Baked Tortellini Soup
- Ready In:
- 1hr 15mins
- Ingredients:
- 15
- Serves:
-
4
ingredients
- 680.38 g Italian sausages
- 236.59 ml chopped onion
- 4.92 ml garlic, minced
- 1.23 ml ground black pepper
- 946.36 ml beef broth
- 473.18 ml water
- 7.39 ml italian seasoning
- 354.88 ml peeled and thinly sliced carrots
- 453.59 g can whole tomatoes
- 425.24 g can kidney beans, drained and rinsed (can use butter beans)
- 170.09 g can pitted sliced ripe olives, drained
- 473.18 ml diced zucchini
- 453.59 g tri-color cheese tortellini, cooked al dente and drained
- garnish with grated parmesan cheese
- serve with garlic or regular French bread
directions
- Preheat oven to400 degrees.
- In roasting pan, combine sausage, onion, garlic and pepper. Add olive oil and toss to coat.

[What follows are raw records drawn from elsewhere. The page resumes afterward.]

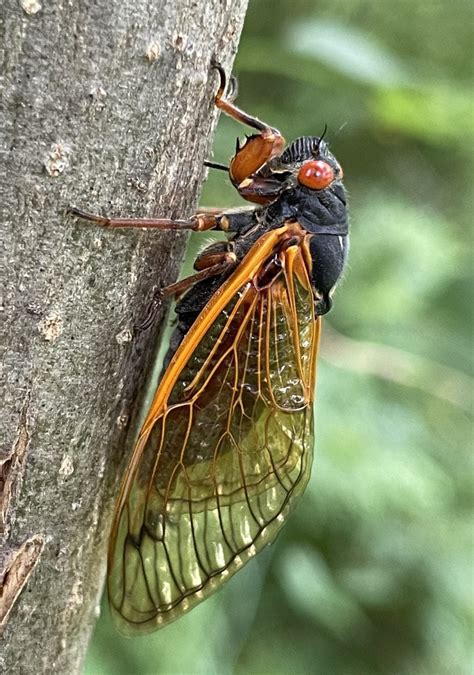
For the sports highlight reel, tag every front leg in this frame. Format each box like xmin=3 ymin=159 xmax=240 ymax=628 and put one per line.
xmin=67 ymin=206 xmax=256 ymax=232
xmin=213 ymin=63 xmax=285 ymax=198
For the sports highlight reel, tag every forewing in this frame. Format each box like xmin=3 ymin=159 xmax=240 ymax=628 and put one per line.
xmin=109 ymin=230 xmax=319 ymax=634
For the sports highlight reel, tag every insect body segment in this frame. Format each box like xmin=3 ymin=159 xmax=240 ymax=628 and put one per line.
xmin=67 ymin=60 xmax=348 ymax=635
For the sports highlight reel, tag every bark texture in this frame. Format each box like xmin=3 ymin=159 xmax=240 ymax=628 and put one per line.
xmin=0 ymin=0 xmax=247 ymax=674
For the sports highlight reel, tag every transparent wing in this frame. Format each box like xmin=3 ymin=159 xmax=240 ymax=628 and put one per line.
xmin=109 ymin=228 xmax=320 ymax=634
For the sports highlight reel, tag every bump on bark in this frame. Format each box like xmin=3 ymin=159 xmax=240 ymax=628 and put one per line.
xmin=0 ymin=0 xmax=247 ymax=674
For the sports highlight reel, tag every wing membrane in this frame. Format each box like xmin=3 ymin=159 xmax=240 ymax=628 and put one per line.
xmin=109 ymin=228 xmax=319 ymax=634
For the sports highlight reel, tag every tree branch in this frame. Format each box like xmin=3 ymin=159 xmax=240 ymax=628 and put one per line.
xmin=0 ymin=0 xmax=247 ymax=674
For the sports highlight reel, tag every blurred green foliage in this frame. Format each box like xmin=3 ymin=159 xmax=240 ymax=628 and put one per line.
xmin=85 ymin=0 xmax=474 ymax=675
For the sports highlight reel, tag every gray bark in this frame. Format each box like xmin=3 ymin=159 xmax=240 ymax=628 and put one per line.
xmin=0 ymin=0 xmax=247 ymax=674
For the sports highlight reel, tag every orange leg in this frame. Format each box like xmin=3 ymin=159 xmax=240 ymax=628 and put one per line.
xmin=213 ymin=62 xmax=285 ymax=203
xmin=67 ymin=206 xmax=224 ymax=232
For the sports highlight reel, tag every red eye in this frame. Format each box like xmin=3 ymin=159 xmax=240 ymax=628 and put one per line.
xmin=298 ymin=159 xmax=334 ymax=190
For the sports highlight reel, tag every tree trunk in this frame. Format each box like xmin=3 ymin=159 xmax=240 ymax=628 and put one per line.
xmin=0 ymin=0 xmax=247 ymax=674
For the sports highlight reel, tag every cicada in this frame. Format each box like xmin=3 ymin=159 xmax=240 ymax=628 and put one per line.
xmin=70 ymin=64 xmax=348 ymax=635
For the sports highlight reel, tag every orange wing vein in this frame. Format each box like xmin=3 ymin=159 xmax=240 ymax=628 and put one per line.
xmin=108 ymin=226 xmax=320 ymax=635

- Roast, uncovered, stirring occasionally, 20-30 minutes until sausage is browned.
- Remove from oven and reduce oven temperature to 325 degrees.
- Drain grease from sausage and cut into ¼ in slices.

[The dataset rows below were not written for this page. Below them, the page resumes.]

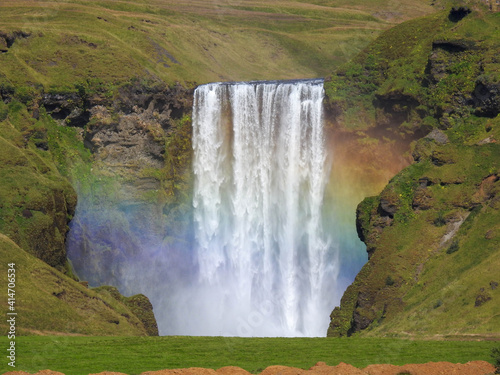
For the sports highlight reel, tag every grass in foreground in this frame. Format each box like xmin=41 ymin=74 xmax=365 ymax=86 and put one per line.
xmin=0 ymin=336 xmax=498 ymax=375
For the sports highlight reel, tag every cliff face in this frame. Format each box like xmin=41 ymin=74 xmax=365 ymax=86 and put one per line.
xmin=0 ymin=81 xmax=192 ymax=335
xmin=327 ymin=8 xmax=500 ymax=336
xmin=64 ymin=82 xmax=192 ymax=293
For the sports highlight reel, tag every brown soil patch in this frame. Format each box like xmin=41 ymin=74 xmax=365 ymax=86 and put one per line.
xmin=3 ymin=361 xmax=495 ymax=375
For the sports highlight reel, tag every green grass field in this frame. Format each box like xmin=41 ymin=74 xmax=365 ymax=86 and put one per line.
xmin=0 ymin=336 xmax=499 ymax=375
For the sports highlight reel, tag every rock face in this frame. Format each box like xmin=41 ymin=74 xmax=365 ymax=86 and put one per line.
xmin=327 ymin=9 xmax=500 ymax=336
xmin=0 ymin=78 xmax=192 ymax=335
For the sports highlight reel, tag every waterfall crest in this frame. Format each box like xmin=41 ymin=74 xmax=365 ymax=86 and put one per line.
xmin=191 ymin=80 xmax=338 ymax=336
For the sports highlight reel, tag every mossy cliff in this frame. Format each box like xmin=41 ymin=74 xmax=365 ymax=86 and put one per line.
xmin=326 ymin=4 xmax=500 ymax=336
xmin=0 ymin=80 xmax=192 ymax=335
xmin=0 ymin=234 xmax=153 ymax=336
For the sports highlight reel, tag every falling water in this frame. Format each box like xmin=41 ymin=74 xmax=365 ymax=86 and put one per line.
xmin=190 ymin=80 xmax=338 ymax=336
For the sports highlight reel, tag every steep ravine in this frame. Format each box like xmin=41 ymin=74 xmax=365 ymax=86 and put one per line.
xmin=327 ymin=7 xmax=500 ymax=337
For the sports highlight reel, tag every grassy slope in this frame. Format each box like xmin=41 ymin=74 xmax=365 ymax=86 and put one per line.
xmin=0 ymin=0 xmax=438 ymax=338
xmin=327 ymin=8 xmax=500 ymax=337
xmin=0 ymin=336 xmax=495 ymax=375
xmin=0 ymin=234 xmax=146 ymax=336
xmin=0 ymin=0 xmax=432 ymax=89
xmin=0 ymin=101 xmax=78 ymax=270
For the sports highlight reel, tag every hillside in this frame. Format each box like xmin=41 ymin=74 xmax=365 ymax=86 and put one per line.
xmin=0 ymin=0 xmax=434 ymax=334
xmin=327 ymin=5 xmax=500 ymax=337
xmin=0 ymin=0 xmax=433 ymax=91
xmin=0 ymin=234 xmax=158 ymax=336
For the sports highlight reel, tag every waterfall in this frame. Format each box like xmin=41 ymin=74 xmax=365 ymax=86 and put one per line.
xmin=188 ymin=80 xmax=338 ymax=336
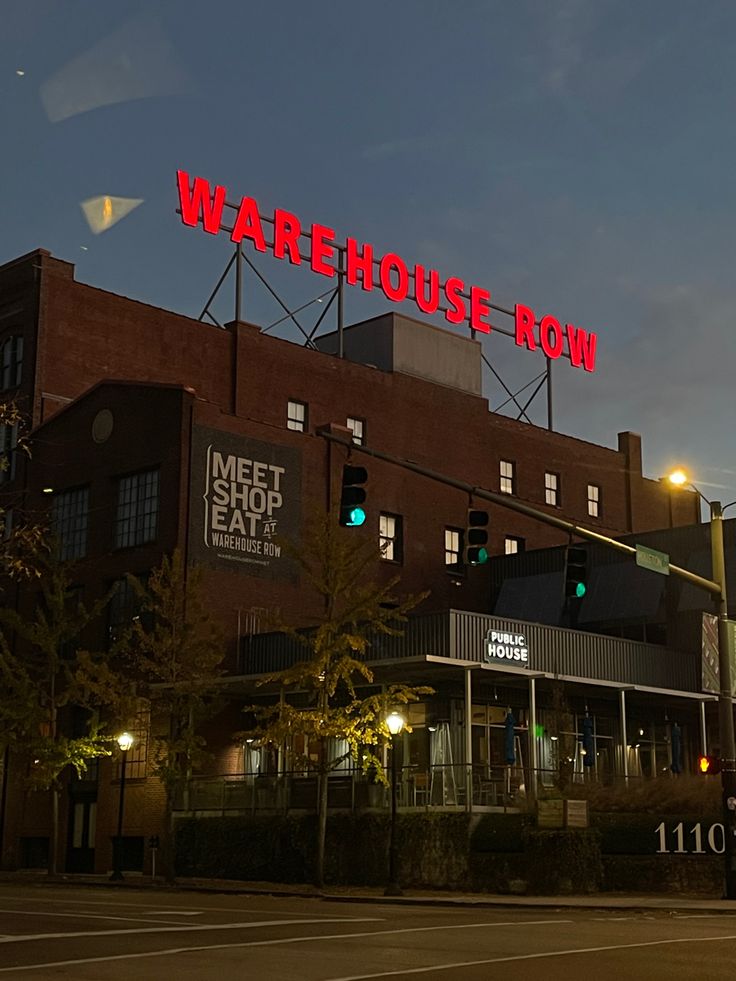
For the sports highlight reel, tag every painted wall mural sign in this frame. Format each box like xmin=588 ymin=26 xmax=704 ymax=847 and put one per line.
xmin=485 ymin=630 xmax=529 ymax=668
xmin=190 ymin=426 xmax=301 ymax=579
xmin=177 ymin=170 xmax=598 ymax=371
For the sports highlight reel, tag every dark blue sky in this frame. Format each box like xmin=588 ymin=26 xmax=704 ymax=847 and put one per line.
xmin=5 ymin=0 xmax=736 ymax=502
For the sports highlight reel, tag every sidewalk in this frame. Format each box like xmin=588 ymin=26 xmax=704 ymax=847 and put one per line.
xmin=0 ymin=872 xmax=736 ymax=915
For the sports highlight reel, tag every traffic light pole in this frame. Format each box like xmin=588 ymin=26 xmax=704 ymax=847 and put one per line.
xmin=318 ymin=428 xmax=721 ymax=597
xmin=320 ymin=429 xmax=736 ymax=899
xmin=710 ymin=501 xmax=736 ymax=899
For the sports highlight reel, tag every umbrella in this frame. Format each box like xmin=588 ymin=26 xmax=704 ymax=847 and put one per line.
xmin=583 ymin=715 xmax=595 ymax=766
xmin=504 ymin=709 xmax=516 ymax=766
xmin=670 ymin=722 xmax=682 ymax=773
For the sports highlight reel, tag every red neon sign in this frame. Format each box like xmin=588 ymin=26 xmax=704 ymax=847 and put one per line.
xmin=177 ymin=170 xmax=598 ymax=371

- Return to roasting pan. Add beef broth, water, Italian seasoning, and carrots.
- Cover and return to oven. Bake 30 minutes, until sausage is tender. Remove from oven.
- Stir in tomatoes with juice, beans, olives, and zucchini. Bake 15-20 minutes.
- Add tortellini and bake 5 minutes longer.
- Garnish with parmesan cheese.
- The soup may also be prepared entirely on the stove.